Dodano:   /  Zmieniono: 
Polska zwróciła się do UE o nowy okres przejściowy w ochronie środowiska, by zakłady energetyczne mogły emitować szkodliwe zanieczyszczenia ponad normy unijne nawet do końca 2013 roku.
Polska chciałaby zapewnić zakładom energetycznym dodatkowe 5-10 lat po wejściu do Unii na dostosowanie do zaostrzonych w 2001 roku standardów emisji dwutlenku siarki, tlenków azotu i pyłów. Długość okresu przejściowego będzie zróżnicowana w zależności od potrzeb i możliwości finansowych zakładu i od rodzaju emisji.

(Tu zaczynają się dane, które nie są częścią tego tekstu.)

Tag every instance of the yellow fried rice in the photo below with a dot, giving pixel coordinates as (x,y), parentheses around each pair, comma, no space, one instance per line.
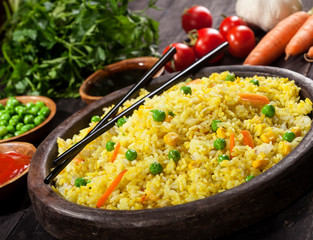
(198,173)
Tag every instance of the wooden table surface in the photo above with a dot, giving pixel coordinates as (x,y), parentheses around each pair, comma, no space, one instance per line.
(17,218)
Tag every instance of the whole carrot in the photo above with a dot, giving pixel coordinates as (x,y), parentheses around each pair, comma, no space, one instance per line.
(273,44)
(302,40)
(309,55)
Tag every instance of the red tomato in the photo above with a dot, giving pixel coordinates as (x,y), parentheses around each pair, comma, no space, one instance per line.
(196,17)
(241,41)
(182,59)
(208,39)
(230,22)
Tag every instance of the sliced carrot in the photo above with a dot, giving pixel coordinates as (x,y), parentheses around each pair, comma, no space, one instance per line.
(78,160)
(247,139)
(273,44)
(255,98)
(302,40)
(110,189)
(114,155)
(309,55)
(143,198)
(196,81)
(231,144)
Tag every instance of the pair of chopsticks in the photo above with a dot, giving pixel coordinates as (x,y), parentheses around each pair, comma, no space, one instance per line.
(64,159)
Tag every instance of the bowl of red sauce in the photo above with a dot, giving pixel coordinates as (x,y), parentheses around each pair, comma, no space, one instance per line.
(15,158)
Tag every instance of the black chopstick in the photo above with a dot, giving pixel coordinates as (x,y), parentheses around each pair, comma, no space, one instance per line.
(144,81)
(74,150)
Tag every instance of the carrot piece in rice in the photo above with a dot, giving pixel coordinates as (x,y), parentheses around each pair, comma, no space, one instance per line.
(255,98)
(110,189)
(114,155)
(247,139)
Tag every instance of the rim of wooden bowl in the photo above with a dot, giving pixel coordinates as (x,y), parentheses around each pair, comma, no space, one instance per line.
(26,99)
(127,64)
(18,147)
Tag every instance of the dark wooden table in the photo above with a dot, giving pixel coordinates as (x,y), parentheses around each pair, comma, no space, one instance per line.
(17,218)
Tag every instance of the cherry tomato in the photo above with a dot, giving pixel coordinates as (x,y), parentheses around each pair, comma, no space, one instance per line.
(208,39)
(230,22)
(241,41)
(196,17)
(183,57)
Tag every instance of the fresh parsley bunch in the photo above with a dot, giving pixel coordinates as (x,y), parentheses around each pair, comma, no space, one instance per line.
(50,47)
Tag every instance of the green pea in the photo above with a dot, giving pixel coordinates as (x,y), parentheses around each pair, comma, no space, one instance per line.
(10,109)
(27,127)
(121,122)
(17,117)
(131,154)
(21,110)
(219,144)
(40,104)
(44,111)
(155,168)
(186,90)
(95,118)
(214,125)
(249,177)
(13,122)
(19,126)
(230,77)
(158,115)
(110,146)
(11,129)
(5,117)
(80,182)
(17,133)
(222,158)
(34,110)
(4,123)
(268,110)
(8,135)
(12,101)
(255,82)
(3,131)
(39,120)
(174,154)
(29,105)
(289,136)
(171,113)
(28,119)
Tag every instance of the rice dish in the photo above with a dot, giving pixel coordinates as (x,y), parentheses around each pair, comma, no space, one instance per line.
(201,137)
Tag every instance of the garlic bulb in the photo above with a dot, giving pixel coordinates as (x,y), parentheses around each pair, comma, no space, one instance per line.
(266,13)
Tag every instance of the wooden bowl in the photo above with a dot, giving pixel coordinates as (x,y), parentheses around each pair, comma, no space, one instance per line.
(100,78)
(7,188)
(211,217)
(38,131)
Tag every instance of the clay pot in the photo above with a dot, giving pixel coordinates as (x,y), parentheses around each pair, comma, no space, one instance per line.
(208,218)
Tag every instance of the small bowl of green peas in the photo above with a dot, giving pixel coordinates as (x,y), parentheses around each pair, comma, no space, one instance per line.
(22,116)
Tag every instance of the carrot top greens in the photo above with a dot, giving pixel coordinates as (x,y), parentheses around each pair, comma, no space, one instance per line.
(50,47)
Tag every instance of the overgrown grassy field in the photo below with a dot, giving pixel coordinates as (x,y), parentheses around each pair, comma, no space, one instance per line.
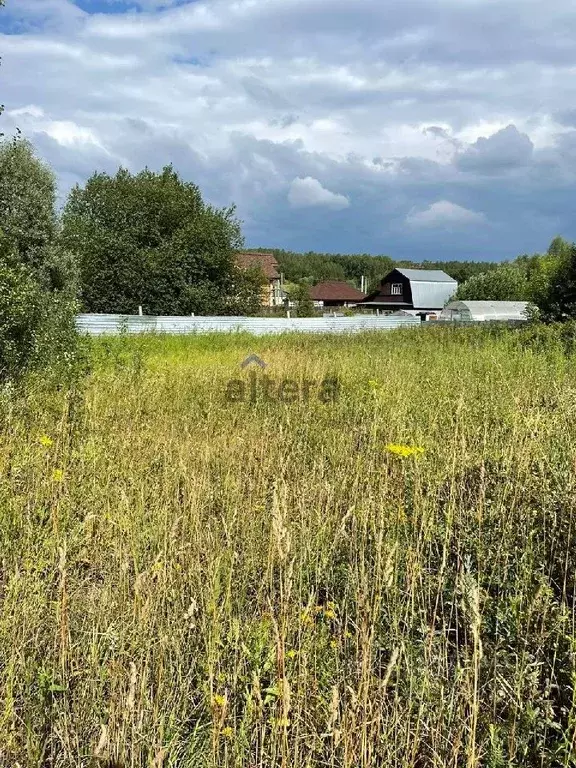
(192,581)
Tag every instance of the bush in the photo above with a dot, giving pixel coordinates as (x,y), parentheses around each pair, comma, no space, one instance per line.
(37,303)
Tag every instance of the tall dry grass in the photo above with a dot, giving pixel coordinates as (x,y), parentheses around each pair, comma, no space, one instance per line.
(187,581)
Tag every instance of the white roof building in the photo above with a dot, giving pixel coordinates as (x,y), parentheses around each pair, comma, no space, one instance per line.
(481,311)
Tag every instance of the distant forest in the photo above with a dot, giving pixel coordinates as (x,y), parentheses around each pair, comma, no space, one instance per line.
(314,267)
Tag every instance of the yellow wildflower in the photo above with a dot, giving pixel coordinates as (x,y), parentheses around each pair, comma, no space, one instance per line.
(306,619)
(404,450)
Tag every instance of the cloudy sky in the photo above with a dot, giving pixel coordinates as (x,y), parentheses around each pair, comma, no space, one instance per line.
(417,128)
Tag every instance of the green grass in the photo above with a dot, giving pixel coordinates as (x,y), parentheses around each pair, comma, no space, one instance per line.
(187,581)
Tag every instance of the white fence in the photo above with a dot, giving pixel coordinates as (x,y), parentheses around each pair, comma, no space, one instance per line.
(97,325)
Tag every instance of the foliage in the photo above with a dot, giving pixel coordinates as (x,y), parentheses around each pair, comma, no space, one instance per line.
(150,240)
(304,304)
(36,277)
(314,267)
(506,283)
(559,300)
(245,292)
(192,582)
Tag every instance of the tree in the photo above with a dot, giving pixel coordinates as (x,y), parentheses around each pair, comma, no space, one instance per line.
(559,300)
(149,239)
(36,290)
(304,304)
(506,283)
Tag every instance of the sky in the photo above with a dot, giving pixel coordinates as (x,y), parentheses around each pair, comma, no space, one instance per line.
(421,129)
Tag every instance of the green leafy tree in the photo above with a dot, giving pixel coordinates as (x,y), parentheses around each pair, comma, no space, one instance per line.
(304,304)
(149,239)
(36,277)
(506,283)
(558,300)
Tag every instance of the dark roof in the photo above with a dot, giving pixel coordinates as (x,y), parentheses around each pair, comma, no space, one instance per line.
(430,289)
(265,261)
(335,290)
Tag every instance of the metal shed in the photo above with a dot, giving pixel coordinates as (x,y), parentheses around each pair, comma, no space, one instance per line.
(423,289)
(482,311)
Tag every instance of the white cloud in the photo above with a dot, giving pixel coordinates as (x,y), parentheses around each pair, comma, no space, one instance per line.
(388,106)
(444,213)
(308,192)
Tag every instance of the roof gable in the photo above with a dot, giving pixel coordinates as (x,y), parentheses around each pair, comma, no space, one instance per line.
(335,290)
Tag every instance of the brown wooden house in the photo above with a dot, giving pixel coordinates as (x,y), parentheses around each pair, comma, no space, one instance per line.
(335,293)
(272,295)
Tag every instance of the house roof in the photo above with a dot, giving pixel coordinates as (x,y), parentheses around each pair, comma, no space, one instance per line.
(265,261)
(431,289)
(487,310)
(335,290)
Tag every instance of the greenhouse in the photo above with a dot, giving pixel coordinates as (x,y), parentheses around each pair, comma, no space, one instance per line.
(481,311)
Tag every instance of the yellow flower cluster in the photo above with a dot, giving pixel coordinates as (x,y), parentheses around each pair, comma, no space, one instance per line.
(404,450)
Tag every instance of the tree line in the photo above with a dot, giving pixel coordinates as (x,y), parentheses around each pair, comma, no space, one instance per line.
(149,240)
(311,268)
(120,242)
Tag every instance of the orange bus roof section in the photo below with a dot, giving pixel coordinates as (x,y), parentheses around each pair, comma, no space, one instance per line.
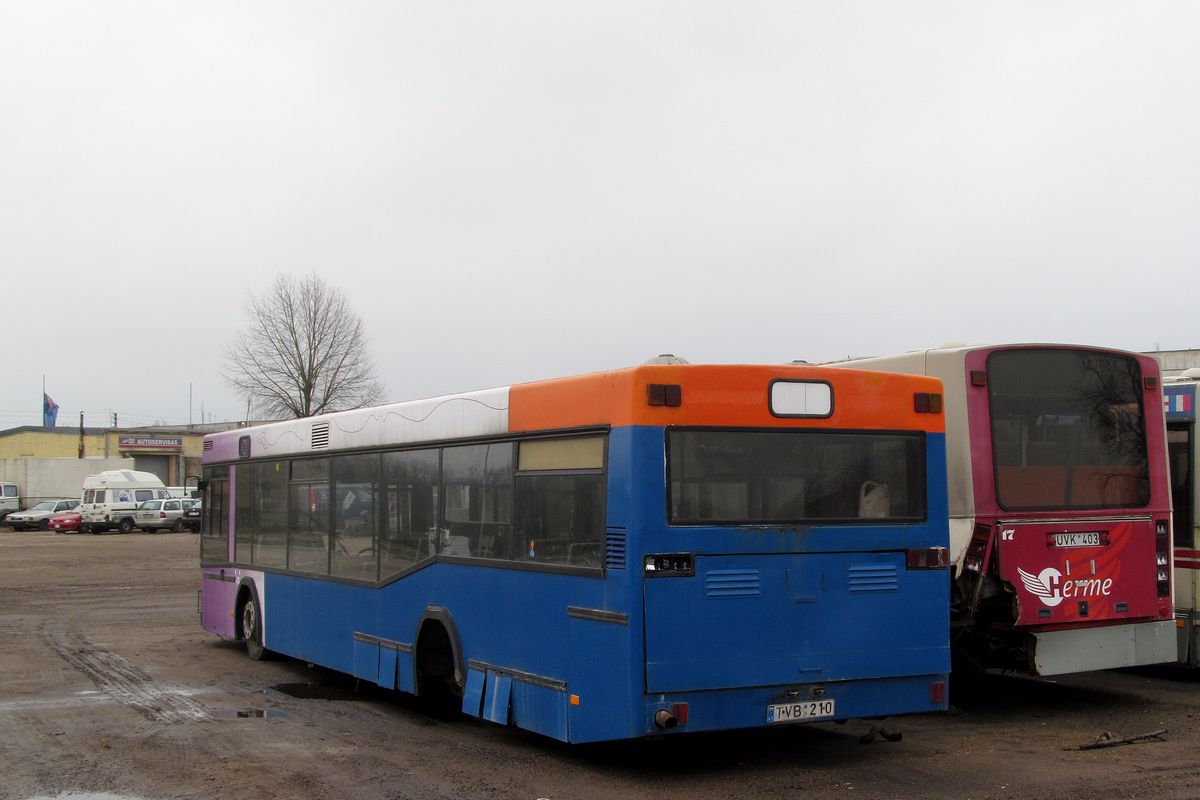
(720,395)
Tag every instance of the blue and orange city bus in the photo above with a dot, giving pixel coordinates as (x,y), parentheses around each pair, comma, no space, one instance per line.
(657,549)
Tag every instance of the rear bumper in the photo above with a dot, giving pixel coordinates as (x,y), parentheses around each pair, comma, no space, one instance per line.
(1057,653)
(747,708)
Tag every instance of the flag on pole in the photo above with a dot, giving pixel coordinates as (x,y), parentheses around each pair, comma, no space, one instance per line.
(49,410)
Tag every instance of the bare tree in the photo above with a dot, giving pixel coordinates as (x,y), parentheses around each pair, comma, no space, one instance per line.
(304,352)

Źródła dyplomatyczne w Brukseli poinformowały, że  prócz stanowiska negocjacyjnego w tej sprawie Polska przekazała informacje o wypełnianiu zobowiązań podjętych w chwili zamykania tego działu rokowań jesienią 2001 roku.

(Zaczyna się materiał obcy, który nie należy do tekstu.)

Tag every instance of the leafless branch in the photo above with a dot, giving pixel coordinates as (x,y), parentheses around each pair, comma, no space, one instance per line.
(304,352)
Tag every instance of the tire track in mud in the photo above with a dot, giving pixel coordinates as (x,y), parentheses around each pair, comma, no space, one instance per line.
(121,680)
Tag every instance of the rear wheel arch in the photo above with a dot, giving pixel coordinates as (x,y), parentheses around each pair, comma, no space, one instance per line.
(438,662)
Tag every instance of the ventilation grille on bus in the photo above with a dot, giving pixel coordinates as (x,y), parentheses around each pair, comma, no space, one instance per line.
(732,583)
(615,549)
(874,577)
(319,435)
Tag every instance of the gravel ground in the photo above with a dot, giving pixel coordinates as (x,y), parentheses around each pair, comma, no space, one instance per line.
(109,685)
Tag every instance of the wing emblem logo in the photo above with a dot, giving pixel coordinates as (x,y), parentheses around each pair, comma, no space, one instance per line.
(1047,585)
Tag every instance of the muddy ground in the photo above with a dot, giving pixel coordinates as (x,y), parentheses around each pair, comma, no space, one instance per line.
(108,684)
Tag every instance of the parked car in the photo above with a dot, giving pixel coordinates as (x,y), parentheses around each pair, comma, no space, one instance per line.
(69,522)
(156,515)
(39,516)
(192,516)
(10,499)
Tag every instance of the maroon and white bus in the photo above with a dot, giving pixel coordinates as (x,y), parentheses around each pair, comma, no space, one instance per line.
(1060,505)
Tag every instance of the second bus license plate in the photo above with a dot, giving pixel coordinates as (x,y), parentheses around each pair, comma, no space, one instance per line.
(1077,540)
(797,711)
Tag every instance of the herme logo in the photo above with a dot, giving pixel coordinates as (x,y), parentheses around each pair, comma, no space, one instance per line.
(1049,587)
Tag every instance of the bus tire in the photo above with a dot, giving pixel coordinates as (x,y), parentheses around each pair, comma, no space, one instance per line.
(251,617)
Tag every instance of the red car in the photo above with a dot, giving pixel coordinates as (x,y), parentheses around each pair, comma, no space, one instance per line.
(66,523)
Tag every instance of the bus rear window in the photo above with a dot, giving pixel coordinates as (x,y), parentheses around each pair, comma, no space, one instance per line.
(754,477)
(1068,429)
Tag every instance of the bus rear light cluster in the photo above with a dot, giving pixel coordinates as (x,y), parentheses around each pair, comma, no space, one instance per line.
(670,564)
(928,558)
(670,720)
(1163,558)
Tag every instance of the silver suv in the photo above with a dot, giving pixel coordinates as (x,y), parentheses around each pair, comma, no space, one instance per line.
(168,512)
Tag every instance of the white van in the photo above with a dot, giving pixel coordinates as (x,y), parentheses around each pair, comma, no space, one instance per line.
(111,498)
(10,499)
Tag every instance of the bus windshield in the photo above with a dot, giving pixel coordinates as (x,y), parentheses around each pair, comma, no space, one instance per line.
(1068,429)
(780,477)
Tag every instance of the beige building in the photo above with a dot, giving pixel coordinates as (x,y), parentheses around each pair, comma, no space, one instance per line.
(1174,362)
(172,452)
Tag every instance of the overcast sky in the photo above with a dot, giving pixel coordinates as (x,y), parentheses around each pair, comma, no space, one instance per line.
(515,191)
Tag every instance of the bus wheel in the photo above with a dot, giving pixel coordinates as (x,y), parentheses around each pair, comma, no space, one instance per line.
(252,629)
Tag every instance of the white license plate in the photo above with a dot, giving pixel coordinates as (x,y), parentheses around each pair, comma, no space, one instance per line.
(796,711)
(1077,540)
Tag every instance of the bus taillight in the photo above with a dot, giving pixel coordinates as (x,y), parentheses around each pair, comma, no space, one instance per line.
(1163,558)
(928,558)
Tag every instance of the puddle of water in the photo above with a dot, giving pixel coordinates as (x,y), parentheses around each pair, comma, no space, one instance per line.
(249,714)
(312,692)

We wszystkich wypadkach główną barierą w dostosowaniach są oczywiście wysokie koszty nowoczesnych technologii chroniących środowisko, w które trzeba wyposażyć polskie zakłady przemysłowe, składowiska odpadów czy sieci wodociągowo-kanalizacyjne.

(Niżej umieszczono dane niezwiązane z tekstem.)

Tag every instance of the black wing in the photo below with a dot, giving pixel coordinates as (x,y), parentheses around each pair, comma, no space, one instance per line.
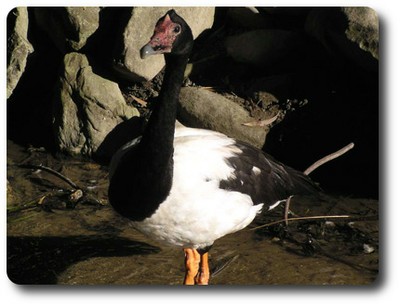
(263,178)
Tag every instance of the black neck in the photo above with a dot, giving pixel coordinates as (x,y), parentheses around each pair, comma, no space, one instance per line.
(157,141)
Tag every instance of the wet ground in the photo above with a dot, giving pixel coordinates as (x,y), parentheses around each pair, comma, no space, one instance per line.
(54,240)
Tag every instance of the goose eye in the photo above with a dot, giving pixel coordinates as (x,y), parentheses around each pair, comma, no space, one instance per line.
(177,29)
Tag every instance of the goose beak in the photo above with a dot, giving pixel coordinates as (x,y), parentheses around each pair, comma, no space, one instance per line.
(146,51)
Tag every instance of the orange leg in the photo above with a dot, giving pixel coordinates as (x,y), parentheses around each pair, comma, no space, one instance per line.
(197,269)
(192,261)
(204,274)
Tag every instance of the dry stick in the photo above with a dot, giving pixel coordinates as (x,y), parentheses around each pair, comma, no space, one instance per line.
(328,158)
(287,204)
(54,172)
(300,218)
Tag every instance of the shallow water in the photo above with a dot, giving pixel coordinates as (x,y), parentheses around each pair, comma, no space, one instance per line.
(52,241)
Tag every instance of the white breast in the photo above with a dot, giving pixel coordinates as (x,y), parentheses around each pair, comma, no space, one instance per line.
(197,211)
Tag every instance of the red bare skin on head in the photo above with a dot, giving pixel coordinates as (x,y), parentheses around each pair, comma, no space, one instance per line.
(165,34)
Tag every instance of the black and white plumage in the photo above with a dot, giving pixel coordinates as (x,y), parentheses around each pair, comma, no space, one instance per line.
(188,187)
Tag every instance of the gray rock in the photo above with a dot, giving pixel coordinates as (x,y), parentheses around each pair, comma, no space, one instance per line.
(87,107)
(138,31)
(18,47)
(351,33)
(202,108)
(262,47)
(68,27)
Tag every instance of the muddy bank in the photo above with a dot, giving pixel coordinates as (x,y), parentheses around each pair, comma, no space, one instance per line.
(51,241)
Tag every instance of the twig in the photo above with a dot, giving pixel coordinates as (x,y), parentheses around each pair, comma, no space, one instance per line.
(262,122)
(328,158)
(287,204)
(300,218)
(54,172)
(139,101)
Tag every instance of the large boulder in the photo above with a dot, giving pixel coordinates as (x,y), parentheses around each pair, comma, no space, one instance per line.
(138,31)
(87,107)
(351,33)
(202,108)
(18,46)
(68,27)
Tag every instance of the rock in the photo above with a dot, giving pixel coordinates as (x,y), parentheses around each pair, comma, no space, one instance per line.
(18,46)
(138,31)
(262,47)
(202,108)
(87,107)
(68,27)
(351,33)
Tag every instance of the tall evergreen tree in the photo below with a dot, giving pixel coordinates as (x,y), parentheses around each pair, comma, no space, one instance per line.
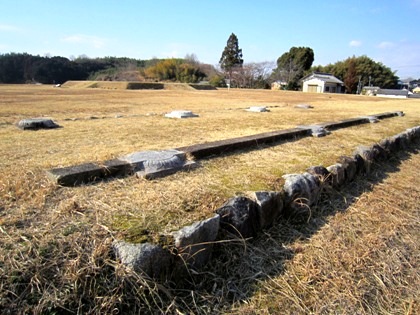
(292,65)
(232,56)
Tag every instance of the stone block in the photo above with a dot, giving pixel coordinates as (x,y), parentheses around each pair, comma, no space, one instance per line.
(37,123)
(194,243)
(117,167)
(315,130)
(304,106)
(368,156)
(301,191)
(269,206)
(350,167)
(239,216)
(145,258)
(257,109)
(321,173)
(76,175)
(181,114)
(153,164)
(338,175)
(371,119)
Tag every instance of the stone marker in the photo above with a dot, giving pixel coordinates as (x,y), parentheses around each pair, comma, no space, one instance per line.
(338,175)
(350,167)
(239,216)
(181,114)
(372,119)
(258,109)
(316,130)
(37,123)
(270,206)
(304,106)
(153,164)
(195,242)
(301,191)
(76,175)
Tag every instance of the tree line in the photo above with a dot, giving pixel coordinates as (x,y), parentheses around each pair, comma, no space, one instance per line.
(289,69)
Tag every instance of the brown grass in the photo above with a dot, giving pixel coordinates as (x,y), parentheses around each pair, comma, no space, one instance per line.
(55,240)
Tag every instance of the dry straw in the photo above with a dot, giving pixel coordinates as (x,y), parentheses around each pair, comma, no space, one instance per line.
(55,254)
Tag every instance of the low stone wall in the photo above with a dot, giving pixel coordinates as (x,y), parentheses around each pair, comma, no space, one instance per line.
(246,216)
(89,172)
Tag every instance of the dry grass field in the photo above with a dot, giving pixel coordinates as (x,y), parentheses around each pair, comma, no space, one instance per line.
(360,255)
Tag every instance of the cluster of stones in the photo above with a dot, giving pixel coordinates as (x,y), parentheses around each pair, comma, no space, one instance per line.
(246,216)
(144,164)
(152,164)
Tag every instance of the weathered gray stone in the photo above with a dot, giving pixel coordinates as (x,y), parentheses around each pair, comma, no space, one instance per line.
(350,167)
(321,172)
(338,175)
(195,242)
(117,168)
(181,114)
(304,106)
(401,141)
(258,109)
(239,215)
(371,119)
(76,175)
(152,164)
(146,258)
(37,123)
(368,155)
(270,206)
(316,131)
(379,152)
(301,191)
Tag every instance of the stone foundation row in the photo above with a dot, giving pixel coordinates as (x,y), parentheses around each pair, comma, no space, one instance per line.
(246,216)
(153,164)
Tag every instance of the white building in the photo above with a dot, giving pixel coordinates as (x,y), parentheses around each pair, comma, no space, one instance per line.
(322,83)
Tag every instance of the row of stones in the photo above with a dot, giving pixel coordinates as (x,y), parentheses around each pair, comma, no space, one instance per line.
(246,216)
(152,164)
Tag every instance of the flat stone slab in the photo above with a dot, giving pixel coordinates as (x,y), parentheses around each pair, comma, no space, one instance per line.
(316,131)
(181,114)
(153,164)
(257,109)
(76,175)
(225,146)
(344,123)
(304,106)
(37,123)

Rząd skrócił ze 157 do 66 listę zakładów, które na mocy ubiegłorocznych uzgodnień z Unią będą mogły dostosowywać się o  trzy lata dłużej do wymogów unijnej dyrektywy o zintegrowanym zapobieganiu zanieczyszczeniom i ich kontroli (IPPC).

Zacznie ona obowiązywać w 2007 roku i zakłady wpisane na listę będą miały prawo dostosowywać się do niej do 2010 roku. Są to  głównie elektrociepłownie, zakłady chemiczne i składowiska odpadów, ale też na przykład zakłady drobiarskie - twierdzą polscy dyplomaci.

Z listy skreślono te, które albo nie potrzebują okresu przejściowego albo po prostu nie przesłały na czas wymaganych informacji.

Rząd przedłożył też szczegółowe plany dostosowywania do  standardów unijnych właśnie składowisk odpadów. Już wcześniej wywalczył dla nich 8-letni okres przejściowy na dostosowanie i w  2012 roku wszystkie odpady powinny już trafiać na w pełni dostosowane składowiska. W 2007 roku powinno ich być już 64 proc.

Polscy dyplomaci nie potrafili powiedzieć, jak wysoki jest ten odsetek w tej chwili, ale według źródeł unijnych jest "bardzo niski".

Przekazano też szczegółowe informacje o planach wdrażania unijnej dyrektywy o wodzie pitnej, w tym źródłach ich finansowania. Polska ma osiem lat na modernizację sieci wodociągowych i oczyszczalni ścieków, ale od razu musi zapewnić na przykład odpowiednią częstotliwość kontroli czystości wody.